DBRX Introduction: A New, Powerful Open Source LLM Model¶

Reprinted from databricks

dbrx blog header

Today, we are excited to introduce DBRX, an open universal LLM created by Databricks. In a series of standard benchmark tests, DBRX has set new technical standards among established open LLMs. Furthermore, it provides capabilities that were previously limited to closed-source model APIs for the open community and enterprises building their own LLMs; according to our measurements, it surpasses GPT-3.5 and competes with Gemini 1.0 Pro. It is a particularly powerful code model that outperforms the specialized CodeLLaMA-70B model in programming, in addition to its advantages as a general-purpose LLM.

This technological advancement comes with significant improvements in training and inference performance. With its fine-grained mixture of experts (MoE) architecture, DBRX has made groundbreaking progress in efficiency among open models. Its inference speed is twice that of LLaMA2-70B, while the total and active parameter counts of DBRX are only 40% of Grok-1. When hosted on Mosaic AI Model Serving, DBRX can generate text at a rate of 150 tokens per second per user. Our customers will find that training an MoE model requires about twice the FLOP efficiency compared to training a dense model of the same final model quality. From start to finish, our overall DBRX formula (including pre-training data, model architecture, and optimization strategies) achieves the same quality as our previous generation MPT models with nearly four times the computational resources.

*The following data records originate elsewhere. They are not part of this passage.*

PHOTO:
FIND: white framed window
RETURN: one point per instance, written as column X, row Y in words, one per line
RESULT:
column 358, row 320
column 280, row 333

general knowledge infographic

Figure 1: DBRX outperforms established open models in language understanding (MMLU), programming (HumanEval), and mathematics (GSM8K).

The weights of the base model (DBRX Base) and fine-tuned model (DBRX Instruct) are available on Hugging Face under an open license. Starting today, DBRX is accessible to Databricks customers via API, and Databricks customers can pre-train their own DBRX-like models from scratch or continue training using one of our checkpoints, employing the same tools and scientific methods we used to build the model. DBRX has already been integrated into our GenAI-powered products, where early versions have surpassed GPT-3.5 Turbo in applications such as SQL and are competing with GPT-4 Turbo. It is also a leading model in RAG tasks among open models and GPT-3.5 Turbo.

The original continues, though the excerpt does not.